La première voix qui atteignit ses oreilles fut celle d'une femme, apparemment le cerveau du crime. La voix était profonde et erraillée comme si elle avait subit une blessure au cou qui n'avait pas cicatrisé avec le temps. Elle n'élevait pas la voix, mais sa colère était évidente.
"Tu l'a laissé crier au secours, sale vermisseau ?" dit-elle. "Je t'ai dit d'agir tel un fantôme dans cette affaire ! Tu vas attirer les magistrats sur nos têtes !"
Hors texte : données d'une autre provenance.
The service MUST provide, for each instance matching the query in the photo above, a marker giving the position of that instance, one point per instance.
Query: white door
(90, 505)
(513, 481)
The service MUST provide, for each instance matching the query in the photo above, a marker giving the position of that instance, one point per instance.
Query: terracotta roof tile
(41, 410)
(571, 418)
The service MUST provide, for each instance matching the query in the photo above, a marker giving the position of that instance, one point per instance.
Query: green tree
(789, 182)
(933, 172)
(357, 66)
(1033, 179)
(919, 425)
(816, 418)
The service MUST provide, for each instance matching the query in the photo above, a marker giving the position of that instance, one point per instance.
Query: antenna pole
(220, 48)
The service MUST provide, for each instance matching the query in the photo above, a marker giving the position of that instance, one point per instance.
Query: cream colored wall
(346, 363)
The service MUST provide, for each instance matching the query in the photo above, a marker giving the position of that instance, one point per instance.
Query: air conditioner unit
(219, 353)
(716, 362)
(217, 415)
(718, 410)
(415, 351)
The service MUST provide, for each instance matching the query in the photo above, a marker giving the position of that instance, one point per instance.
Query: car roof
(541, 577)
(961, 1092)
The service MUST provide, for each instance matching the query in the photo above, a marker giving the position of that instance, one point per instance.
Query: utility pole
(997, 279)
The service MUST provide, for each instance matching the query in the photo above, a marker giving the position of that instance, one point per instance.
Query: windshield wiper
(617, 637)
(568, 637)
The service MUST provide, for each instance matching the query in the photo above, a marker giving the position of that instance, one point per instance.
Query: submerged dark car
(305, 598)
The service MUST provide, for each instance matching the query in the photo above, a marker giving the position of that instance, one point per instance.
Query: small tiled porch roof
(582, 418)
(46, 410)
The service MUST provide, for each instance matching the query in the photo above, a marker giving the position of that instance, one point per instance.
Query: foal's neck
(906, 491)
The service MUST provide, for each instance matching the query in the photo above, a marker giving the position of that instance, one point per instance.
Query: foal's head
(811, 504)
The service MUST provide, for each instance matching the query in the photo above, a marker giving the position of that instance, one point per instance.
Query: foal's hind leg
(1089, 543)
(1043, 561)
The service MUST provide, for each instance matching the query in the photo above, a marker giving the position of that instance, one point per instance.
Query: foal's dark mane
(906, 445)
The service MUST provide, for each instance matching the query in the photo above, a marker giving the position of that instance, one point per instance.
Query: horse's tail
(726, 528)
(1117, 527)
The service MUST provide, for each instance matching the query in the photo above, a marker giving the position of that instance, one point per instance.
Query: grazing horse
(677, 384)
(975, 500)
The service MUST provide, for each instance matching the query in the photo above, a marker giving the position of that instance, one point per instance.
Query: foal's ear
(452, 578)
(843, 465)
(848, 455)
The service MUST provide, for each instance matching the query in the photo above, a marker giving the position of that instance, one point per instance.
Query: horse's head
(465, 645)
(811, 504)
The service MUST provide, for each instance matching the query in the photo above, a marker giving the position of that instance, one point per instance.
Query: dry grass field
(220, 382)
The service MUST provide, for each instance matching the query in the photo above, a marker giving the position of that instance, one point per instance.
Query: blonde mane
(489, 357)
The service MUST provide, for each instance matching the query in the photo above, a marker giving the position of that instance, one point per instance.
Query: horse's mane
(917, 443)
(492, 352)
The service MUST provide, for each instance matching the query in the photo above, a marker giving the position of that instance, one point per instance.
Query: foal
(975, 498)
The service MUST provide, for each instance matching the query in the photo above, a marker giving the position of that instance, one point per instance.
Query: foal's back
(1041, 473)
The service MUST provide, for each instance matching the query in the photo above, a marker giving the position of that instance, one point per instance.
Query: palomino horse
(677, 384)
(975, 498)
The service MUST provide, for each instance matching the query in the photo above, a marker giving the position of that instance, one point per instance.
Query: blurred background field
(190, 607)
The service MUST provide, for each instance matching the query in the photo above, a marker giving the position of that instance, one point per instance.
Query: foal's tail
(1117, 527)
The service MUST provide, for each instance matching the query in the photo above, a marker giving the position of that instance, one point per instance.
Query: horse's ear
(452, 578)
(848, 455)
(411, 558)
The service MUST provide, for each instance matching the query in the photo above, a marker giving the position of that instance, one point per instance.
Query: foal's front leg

Maîtresse Morisue, cette vermine s'excuse de son erreur" lui retourna la voix nasillarde d'un homme. "Nous ne pouvions pas agir assez rapidement pour les faire taire tous deux en même temps ».
"Faites plus vite !" répliqua-t-elle. Le son sec du bois frappant la chair se fit entendre dans l'air. Le serviteur sanglota de douleur et gémit. La femme parla fort, ignorant les plaintes de son valet. "Vous êtes sûr que ce garçon sera le prochain Champion de Topaz ?"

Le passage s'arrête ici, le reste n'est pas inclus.